Tsarnaev was convicted two years later and sentenced to death.

That sentence has now been overturned by the 1st US Circuit Court of Appeals in Boston, which has ordered a new trial over what sentence he should receive.

Judges said, however, that Tsarnaev, a Kyrgyz-American of Chechen descent, "will spend his remaining days locked up in prison, with the only matter remaining being whether he will die by execution".

Judge Ojetta Rogeriee Thompson said the trial judge "fell short" in conducting the jury selection process.

The court said the trial judge had failed to exclude jurors who had already concluded that Tsarnaev was guilty following heightened pre-trial publicity.

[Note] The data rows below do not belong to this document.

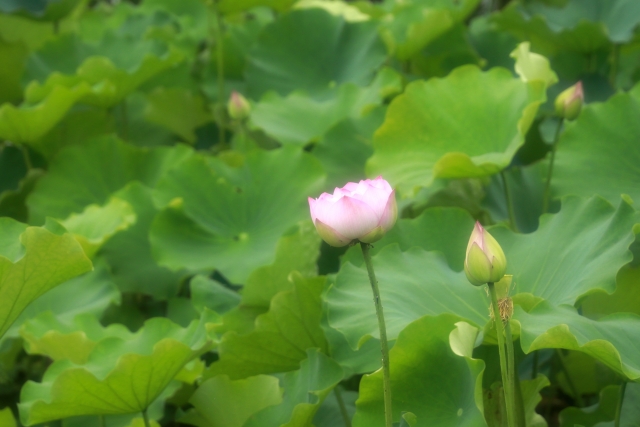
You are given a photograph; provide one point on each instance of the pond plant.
(165, 258)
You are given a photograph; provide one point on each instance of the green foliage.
(123, 375)
(33, 260)
(441, 126)
(212, 300)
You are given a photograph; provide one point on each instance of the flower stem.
(220, 71)
(384, 347)
(507, 198)
(145, 417)
(341, 405)
(515, 382)
(572, 386)
(623, 386)
(506, 380)
(547, 186)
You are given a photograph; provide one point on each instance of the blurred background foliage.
(114, 130)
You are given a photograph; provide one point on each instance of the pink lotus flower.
(364, 211)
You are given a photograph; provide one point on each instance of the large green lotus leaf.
(573, 252)
(81, 123)
(436, 229)
(97, 224)
(296, 251)
(432, 375)
(626, 297)
(304, 391)
(347, 52)
(298, 118)
(90, 293)
(618, 17)
(339, 8)
(208, 293)
(330, 413)
(526, 188)
(608, 132)
(344, 149)
(438, 128)
(191, 15)
(412, 284)
(129, 253)
(602, 411)
(13, 56)
(613, 340)
(412, 25)
(28, 122)
(92, 173)
(42, 10)
(74, 340)
(281, 336)
(120, 376)
(230, 218)
(183, 121)
(447, 52)
(6, 418)
(490, 43)
(45, 261)
(155, 412)
(533, 66)
(235, 6)
(16, 29)
(112, 69)
(494, 407)
(583, 36)
(221, 402)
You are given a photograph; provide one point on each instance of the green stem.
(26, 156)
(615, 58)
(547, 186)
(341, 405)
(384, 347)
(220, 71)
(506, 381)
(623, 387)
(513, 377)
(507, 198)
(125, 119)
(572, 386)
(145, 417)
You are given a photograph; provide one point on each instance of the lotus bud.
(569, 103)
(356, 212)
(485, 262)
(238, 106)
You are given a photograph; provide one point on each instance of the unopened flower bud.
(485, 261)
(238, 106)
(569, 103)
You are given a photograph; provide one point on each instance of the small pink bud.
(569, 103)
(485, 261)
(238, 106)
(364, 211)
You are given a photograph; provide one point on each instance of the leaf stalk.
(504, 366)
(547, 186)
(384, 346)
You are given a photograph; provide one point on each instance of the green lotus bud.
(485, 261)
(238, 106)
(569, 103)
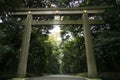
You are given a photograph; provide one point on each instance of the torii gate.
(91, 62)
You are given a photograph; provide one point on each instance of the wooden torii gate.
(29, 12)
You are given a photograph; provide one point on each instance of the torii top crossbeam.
(60, 11)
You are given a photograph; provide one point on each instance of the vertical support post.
(22, 65)
(91, 62)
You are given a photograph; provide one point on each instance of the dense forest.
(45, 53)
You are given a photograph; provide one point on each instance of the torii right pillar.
(91, 62)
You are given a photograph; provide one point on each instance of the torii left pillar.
(91, 62)
(22, 64)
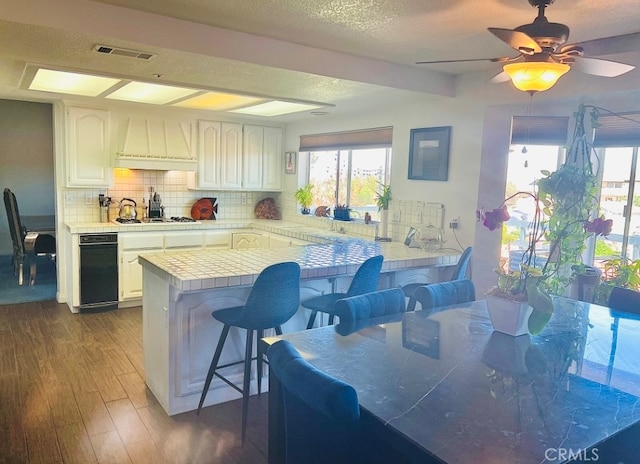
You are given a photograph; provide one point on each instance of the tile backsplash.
(427, 217)
(81, 205)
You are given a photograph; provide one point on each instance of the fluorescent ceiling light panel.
(276, 108)
(218, 101)
(143, 92)
(72, 83)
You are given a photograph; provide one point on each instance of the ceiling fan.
(544, 55)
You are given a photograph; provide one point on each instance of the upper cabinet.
(233, 156)
(262, 158)
(272, 159)
(230, 156)
(88, 162)
(159, 144)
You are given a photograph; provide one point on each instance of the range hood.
(157, 144)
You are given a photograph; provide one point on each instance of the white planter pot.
(509, 316)
(384, 223)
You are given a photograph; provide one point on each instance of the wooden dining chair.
(26, 244)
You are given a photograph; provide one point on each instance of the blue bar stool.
(322, 413)
(445, 293)
(460, 272)
(365, 281)
(273, 300)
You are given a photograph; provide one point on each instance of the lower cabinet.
(130, 246)
(133, 244)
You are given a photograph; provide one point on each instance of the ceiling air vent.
(123, 52)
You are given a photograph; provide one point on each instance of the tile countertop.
(206, 269)
(101, 227)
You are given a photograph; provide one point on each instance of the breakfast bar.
(181, 289)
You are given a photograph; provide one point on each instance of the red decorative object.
(204, 209)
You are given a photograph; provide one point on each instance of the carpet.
(44, 289)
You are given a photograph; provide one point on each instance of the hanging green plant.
(569, 199)
(304, 196)
(383, 197)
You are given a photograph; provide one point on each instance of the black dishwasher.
(98, 271)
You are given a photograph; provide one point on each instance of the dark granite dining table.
(445, 387)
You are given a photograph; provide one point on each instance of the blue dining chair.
(624, 299)
(273, 300)
(364, 281)
(368, 305)
(445, 294)
(460, 272)
(321, 413)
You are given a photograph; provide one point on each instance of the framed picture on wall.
(290, 162)
(429, 153)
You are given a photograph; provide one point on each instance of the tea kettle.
(127, 209)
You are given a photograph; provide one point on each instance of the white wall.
(480, 117)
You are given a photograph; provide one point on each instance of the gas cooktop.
(161, 220)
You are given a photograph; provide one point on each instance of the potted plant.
(383, 198)
(528, 306)
(565, 215)
(304, 196)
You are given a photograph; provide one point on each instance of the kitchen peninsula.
(181, 289)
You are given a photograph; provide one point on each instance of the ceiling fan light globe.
(535, 76)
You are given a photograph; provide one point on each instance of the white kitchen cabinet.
(262, 158)
(219, 155)
(181, 241)
(130, 246)
(252, 140)
(208, 154)
(230, 156)
(146, 142)
(272, 159)
(88, 160)
(246, 240)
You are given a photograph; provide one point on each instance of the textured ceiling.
(343, 53)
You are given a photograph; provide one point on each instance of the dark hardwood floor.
(72, 390)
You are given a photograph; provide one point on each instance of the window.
(524, 166)
(348, 168)
(349, 177)
(618, 139)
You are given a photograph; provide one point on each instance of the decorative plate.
(204, 209)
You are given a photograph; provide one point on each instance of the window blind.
(365, 138)
(539, 130)
(622, 130)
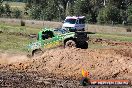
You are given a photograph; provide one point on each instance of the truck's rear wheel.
(70, 43)
(37, 52)
(82, 45)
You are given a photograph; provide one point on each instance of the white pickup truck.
(74, 23)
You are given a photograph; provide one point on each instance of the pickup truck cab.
(74, 23)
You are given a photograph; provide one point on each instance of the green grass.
(114, 37)
(19, 43)
(14, 42)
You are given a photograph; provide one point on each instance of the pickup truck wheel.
(37, 52)
(70, 43)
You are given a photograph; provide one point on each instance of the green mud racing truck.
(50, 38)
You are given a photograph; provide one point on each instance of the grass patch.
(15, 42)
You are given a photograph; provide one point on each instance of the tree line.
(96, 11)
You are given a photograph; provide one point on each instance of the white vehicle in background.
(74, 23)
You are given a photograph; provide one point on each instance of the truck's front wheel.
(70, 43)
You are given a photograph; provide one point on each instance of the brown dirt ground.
(113, 63)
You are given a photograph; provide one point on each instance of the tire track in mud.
(66, 64)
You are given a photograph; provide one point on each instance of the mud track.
(62, 67)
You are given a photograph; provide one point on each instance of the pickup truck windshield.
(71, 21)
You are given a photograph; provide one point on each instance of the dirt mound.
(101, 63)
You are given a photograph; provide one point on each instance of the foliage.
(109, 14)
(17, 13)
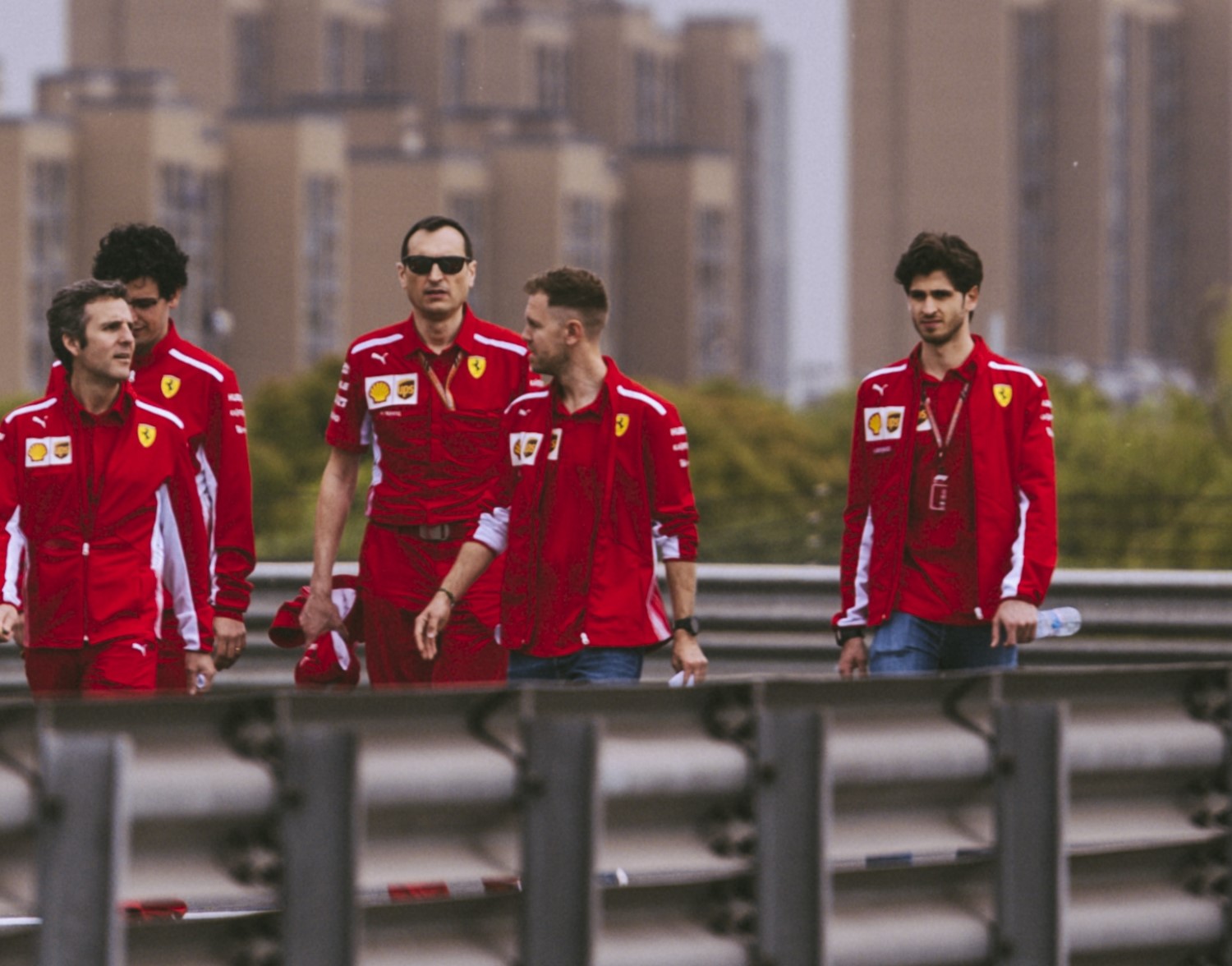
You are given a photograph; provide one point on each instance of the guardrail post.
(319, 842)
(83, 849)
(561, 820)
(1032, 801)
(793, 808)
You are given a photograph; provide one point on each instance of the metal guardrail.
(1040, 817)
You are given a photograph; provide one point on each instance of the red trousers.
(398, 574)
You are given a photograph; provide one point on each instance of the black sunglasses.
(423, 264)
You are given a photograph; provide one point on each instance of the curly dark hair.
(931, 251)
(132, 251)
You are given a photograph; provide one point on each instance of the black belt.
(433, 532)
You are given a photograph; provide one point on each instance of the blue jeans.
(907, 645)
(589, 665)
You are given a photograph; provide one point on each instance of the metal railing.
(1040, 817)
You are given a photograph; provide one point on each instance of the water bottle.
(1059, 623)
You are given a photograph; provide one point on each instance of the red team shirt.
(582, 505)
(204, 393)
(99, 518)
(431, 460)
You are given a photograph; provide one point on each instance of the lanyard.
(943, 445)
(444, 391)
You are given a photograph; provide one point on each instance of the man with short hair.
(425, 394)
(202, 391)
(595, 477)
(950, 532)
(99, 515)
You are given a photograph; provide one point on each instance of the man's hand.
(430, 623)
(319, 614)
(199, 669)
(10, 623)
(854, 660)
(1014, 623)
(229, 641)
(687, 657)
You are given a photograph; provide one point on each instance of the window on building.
(457, 67)
(552, 79)
(470, 211)
(586, 242)
(322, 263)
(1037, 36)
(334, 56)
(1165, 175)
(190, 207)
(712, 298)
(1116, 197)
(376, 59)
(48, 258)
(251, 61)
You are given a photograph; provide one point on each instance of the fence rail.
(1066, 816)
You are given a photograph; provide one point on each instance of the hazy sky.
(812, 31)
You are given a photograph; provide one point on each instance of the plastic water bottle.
(1059, 623)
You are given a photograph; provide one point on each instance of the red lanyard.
(443, 391)
(943, 445)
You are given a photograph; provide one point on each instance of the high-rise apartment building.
(1083, 148)
(290, 143)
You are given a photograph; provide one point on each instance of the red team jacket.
(430, 463)
(1015, 500)
(645, 502)
(202, 391)
(90, 561)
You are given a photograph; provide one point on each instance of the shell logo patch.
(884, 423)
(401, 389)
(49, 451)
(524, 448)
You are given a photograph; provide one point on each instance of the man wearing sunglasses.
(204, 393)
(426, 396)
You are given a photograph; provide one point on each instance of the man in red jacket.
(950, 531)
(99, 515)
(425, 396)
(201, 389)
(595, 478)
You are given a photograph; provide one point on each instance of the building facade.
(1083, 148)
(290, 143)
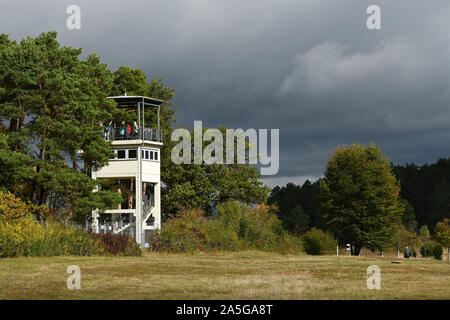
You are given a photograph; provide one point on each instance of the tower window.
(132, 154)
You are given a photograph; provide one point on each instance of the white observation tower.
(134, 172)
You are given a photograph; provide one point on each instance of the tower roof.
(132, 101)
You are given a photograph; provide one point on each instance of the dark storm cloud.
(310, 68)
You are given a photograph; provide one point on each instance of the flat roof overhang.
(132, 101)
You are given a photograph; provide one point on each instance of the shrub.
(318, 242)
(437, 252)
(234, 227)
(426, 250)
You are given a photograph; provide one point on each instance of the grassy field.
(243, 275)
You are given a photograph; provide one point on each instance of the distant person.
(108, 130)
(135, 130)
(122, 130)
(102, 128)
(407, 253)
(128, 130)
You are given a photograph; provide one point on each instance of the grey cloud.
(310, 68)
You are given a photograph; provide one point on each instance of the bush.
(235, 227)
(318, 242)
(437, 252)
(26, 237)
(426, 250)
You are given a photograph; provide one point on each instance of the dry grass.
(244, 275)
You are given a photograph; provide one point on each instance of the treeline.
(425, 192)
(427, 189)
(52, 104)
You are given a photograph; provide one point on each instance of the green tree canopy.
(359, 197)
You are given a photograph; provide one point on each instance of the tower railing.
(150, 134)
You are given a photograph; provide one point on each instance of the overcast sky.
(308, 67)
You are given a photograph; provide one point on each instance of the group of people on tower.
(124, 132)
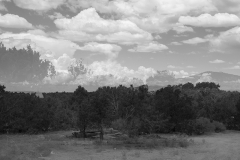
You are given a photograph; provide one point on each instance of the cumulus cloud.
(207, 20)
(150, 47)
(195, 40)
(37, 32)
(113, 73)
(205, 77)
(110, 50)
(2, 6)
(217, 61)
(181, 29)
(39, 5)
(227, 40)
(180, 74)
(14, 21)
(89, 25)
(46, 46)
(176, 43)
(234, 67)
(56, 15)
(173, 67)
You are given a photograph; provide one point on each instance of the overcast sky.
(128, 37)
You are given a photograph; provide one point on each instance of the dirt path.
(55, 146)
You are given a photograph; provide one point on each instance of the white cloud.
(14, 21)
(150, 47)
(172, 67)
(37, 32)
(63, 62)
(190, 67)
(39, 5)
(56, 15)
(207, 20)
(117, 73)
(181, 29)
(2, 6)
(88, 25)
(227, 40)
(217, 61)
(49, 48)
(206, 77)
(234, 67)
(157, 37)
(195, 40)
(111, 50)
(157, 16)
(180, 74)
(176, 43)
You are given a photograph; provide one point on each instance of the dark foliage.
(132, 110)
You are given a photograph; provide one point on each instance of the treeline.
(133, 110)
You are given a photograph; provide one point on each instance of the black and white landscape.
(119, 79)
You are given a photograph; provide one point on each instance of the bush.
(219, 127)
(203, 125)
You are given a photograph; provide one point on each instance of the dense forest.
(187, 108)
(184, 108)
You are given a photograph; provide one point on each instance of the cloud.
(39, 5)
(195, 40)
(88, 25)
(227, 40)
(113, 73)
(157, 37)
(207, 20)
(205, 77)
(181, 29)
(180, 74)
(111, 50)
(56, 15)
(234, 67)
(190, 67)
(2, 6)
(63, 62)
(37, 32)
(150, 47)
(155, 17)
(217, 61)
(176, 43)
(172, 67)
(49, 48)
(14, 21)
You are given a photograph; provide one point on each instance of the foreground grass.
(56, 146)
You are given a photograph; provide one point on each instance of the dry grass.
(55, 146)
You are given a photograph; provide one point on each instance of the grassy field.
(57, 146)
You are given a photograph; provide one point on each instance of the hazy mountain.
(225, 80)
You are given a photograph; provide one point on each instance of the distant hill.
(161, 79)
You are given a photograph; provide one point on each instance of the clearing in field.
(58, 146)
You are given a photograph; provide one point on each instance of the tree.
(101, 109)
(175, 106)
(210, 85)
(81, 99)
(188, 86)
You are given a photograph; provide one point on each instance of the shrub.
(203, 125)
(219, 127)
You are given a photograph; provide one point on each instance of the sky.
(127, 38)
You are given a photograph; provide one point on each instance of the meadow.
(61, 146)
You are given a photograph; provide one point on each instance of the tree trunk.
(101, 132)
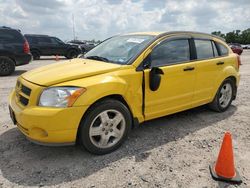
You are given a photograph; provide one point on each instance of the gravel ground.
(173, 151)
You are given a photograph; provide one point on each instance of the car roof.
(9, 28)
(162, 34)
(36, 35)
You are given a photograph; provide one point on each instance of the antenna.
(73, 26)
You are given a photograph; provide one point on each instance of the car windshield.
(119, 49)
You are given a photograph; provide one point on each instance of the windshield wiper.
(95, 57)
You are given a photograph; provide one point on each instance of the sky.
(100, 19)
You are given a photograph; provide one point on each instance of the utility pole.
(73, 26)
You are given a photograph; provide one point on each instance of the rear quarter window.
(204, 49)
(11, 36)
(223, 49)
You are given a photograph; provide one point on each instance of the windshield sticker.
(135, 40)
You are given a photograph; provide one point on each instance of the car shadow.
(28, 164)
(18, 72)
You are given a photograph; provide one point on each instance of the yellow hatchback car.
(127, 79)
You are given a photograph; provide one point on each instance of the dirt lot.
(172, 151)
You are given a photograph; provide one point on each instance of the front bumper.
(46, 126)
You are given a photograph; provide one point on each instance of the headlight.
(60, 96)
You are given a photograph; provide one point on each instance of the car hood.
(68, 70)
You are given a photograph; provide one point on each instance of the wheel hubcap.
(225, 95)
(107, 128)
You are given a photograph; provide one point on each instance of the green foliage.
(236, 36)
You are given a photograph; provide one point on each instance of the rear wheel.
(7, 66)
(105, 127)
(224, 96)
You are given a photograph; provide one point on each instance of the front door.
(176, 89)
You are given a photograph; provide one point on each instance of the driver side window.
(170, 52)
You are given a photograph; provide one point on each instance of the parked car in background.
(237, 48)
(125, 80)
(84, 45)
(245, 46)
(14, 50)
(44, 45)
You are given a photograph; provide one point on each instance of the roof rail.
(36, 35)
(189, 32)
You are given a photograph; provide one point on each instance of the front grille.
(22, 93)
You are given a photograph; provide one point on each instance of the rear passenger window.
(204, 49)
(216, 54)
(10, 36)
(44, 40)
(169, 52)
(223, 49)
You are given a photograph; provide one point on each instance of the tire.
(105, 127)
(224, 96)
(36, 55)
(71, 54)
(7, 66)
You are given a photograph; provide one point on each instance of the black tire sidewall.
(11, 66)
(221, 109)
(92, 113)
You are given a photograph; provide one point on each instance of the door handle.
(188, 69)
(220, 63)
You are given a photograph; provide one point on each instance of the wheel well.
(235, 89)
(232, 78)
(115, 97)
(35, 50)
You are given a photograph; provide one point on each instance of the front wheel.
(105, 127)
(224, 96)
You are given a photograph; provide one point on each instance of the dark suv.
(84, 45)
(48, 45)
(14, 50)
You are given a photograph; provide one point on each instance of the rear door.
(176, 89)
(209, 66)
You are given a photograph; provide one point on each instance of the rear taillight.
(26, 47)
(238, 61)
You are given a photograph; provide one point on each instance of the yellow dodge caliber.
(127, 79)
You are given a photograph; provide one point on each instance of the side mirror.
(155, 78)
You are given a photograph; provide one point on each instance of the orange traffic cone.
(57, 58)
(224, 169)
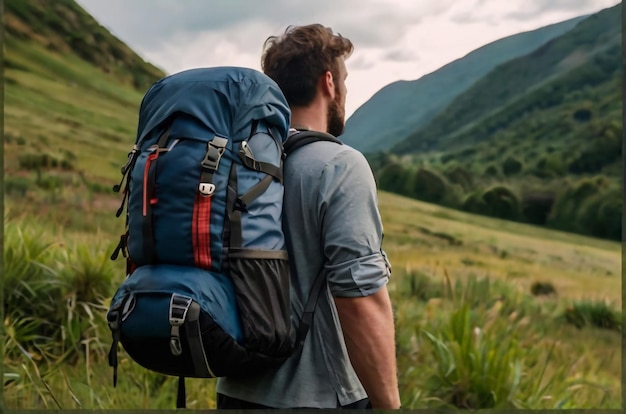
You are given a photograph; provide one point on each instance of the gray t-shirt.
(333, 226)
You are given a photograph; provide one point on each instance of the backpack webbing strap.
(149, 194)
(265, 167)
(194, 339)
(309, 309)
(181, 396)
(210, 164)
(305, 137)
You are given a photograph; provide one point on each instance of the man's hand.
(367, 324)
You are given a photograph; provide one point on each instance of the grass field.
(489, 313)
(454, 274)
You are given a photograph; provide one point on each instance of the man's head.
(304, 58)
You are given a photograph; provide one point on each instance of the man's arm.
(367, 324)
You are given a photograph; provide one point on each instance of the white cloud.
(394, 39)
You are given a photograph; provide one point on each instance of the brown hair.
(297, 59)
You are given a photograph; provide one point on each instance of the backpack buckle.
(206, 189)
(215, 150)
(179, 306)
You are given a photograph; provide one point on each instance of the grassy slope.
(513, 80)
(400, 108)
(56, 101)
(421, 236)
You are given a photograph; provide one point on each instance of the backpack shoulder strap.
(305, 137)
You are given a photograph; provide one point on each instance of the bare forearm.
(367, 325)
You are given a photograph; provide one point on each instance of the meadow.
(489, 313)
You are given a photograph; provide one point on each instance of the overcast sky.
(394, 39)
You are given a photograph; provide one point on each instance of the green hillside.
(72, 91)
(536, 140)
(402, 107)
(489, 313)
(591, 51)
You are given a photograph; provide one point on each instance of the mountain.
(404, 106)
(63, 27)
(561, 72)
(72, 91)
(538, 139)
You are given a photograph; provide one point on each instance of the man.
(332, 225)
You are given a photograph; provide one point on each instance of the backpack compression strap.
(304, 137)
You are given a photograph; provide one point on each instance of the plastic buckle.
(206, 189)
(179, 305)
(215, 150)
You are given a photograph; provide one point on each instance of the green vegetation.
(490, 313)
(401, 108)
(522, 142)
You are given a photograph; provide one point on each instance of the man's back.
(332, 225)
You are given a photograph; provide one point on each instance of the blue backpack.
(207, 287)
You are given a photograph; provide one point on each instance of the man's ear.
(327, 84)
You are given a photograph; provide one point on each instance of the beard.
(336, 117)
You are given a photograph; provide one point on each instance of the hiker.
(332, 225)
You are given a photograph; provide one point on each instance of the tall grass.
(482, 344)
(465, 341)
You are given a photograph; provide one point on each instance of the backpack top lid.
(225, 99)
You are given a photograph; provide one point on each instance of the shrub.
(429, 185)
(511, 166)
(393, 178)
(474, 203)
(473, 369)
(502, 203)
(536, 207)
(593, 313)
(461, 176)
(542, 288)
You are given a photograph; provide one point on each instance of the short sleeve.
(352, 231)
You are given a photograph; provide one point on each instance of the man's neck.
(310, 117)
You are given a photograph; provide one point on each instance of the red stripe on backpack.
(202, 231)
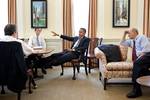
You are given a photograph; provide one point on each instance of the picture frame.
(38, 13)
(121, 13)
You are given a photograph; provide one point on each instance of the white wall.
(54, 18)
(105, 28)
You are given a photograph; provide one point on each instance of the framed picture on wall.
(121, 13)
(39, 13)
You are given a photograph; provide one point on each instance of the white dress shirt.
(26, 49)
(142, 44)
(35, 41)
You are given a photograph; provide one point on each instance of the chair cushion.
(119, 66)
(124, 51)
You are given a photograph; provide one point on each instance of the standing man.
(37, 40)
(80, 44)
(141, 58)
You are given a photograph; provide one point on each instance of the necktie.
(76, 44)
(38, 42)
(134, 56)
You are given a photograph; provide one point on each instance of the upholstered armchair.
(121, 69)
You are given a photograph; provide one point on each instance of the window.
(80, 15)
(3, 16)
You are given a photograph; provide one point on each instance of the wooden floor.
(54, 87)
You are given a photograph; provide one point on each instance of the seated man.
(37, 41)
(11, 35)
(140, 57)
(80, 43)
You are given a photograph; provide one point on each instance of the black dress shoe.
(134, 94)
(44, 71)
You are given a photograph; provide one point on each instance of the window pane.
(80, 14)
(3, 15)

Three people were killed and more than 260 injured in the Boston Marathon bombing in 2013 ©Getty Images
Three people were killed and more than 260 injured in the Boston Marathon bombing in 2013 ©Getty Images

The decision has been met with anger from the mother of Krystle Campbell, who was killed in the attack.

"I just don't understand it," Patricia Campbell told The Boston Globe.

"It's just terrible that he's allowed to live his life. 

"It's unfair. 

"He didn't wake up one morning and decide to do what he did. 

"He planned it out. 

"He did a vicious, ugly thing."

Three days after the attack, Tamerlan Tsarnaev was killed when his younger brother unintentionally ran him over after a gun battle with police.

Dzhokhar Tsarnaev escaped and fled the shootout, only to be captured the following day after he was found seriously wounded in a boat in the backyard of a house in Watertown, a suburb of Boston.